The irony was sharp — a state Assembly debating cow breeding policy and ₹183 crore scheme failures while hotel owners outside the building cannot get gas to cook food.


What These Three Issues Reveal About Chhattisgarh's Governance

Read together, the cattle policy questions, the CHIRAG failure, and the LPG crisis paint a coherent picture of the challenges facing Chhattisgarh's rural and small business economy right now:

  • A cattle development mission funded at ₹183 crore that barely got off the ground, leaving farmers without promised support for breeding and milk production
  • A milk self-sufficiency target that remains unmet, with the state still below the national average despite years of policy attention
  • A commercial gas shortage hitting the hospitality and food service sector hard at the peak of wedding and business season
  • A law and order concern around rising violent crime that MLAs felt urgent enough to raise through formal attention motions

Bottom Line

The Chhattisgarh budget session's Question Hour delivered genuine accountability moments — particularly the CHIRAG project exposure, where a ₹183 crore Central scheme was allowed to collapse with 99% of its funds unspent.
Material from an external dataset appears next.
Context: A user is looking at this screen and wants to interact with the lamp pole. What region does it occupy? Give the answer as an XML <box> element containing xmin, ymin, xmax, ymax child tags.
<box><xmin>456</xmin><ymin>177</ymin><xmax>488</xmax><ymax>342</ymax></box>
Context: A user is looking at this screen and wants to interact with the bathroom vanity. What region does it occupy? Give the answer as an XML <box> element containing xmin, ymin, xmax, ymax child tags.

The Agriculture Minister's commitment to fix accountability is the right response. What matters now is whether that inquiry actually names officials, imposes consequences, and ensures the state does not repeat the same failure with the next centrally funded scheme.

Seventy-seven attention motions in a single session signal that MLAs across party lines feel the pressure of unresolved public grievances. Whether the government's responses match the urgency of those grievances is what the coming weeks of the budget session will determine.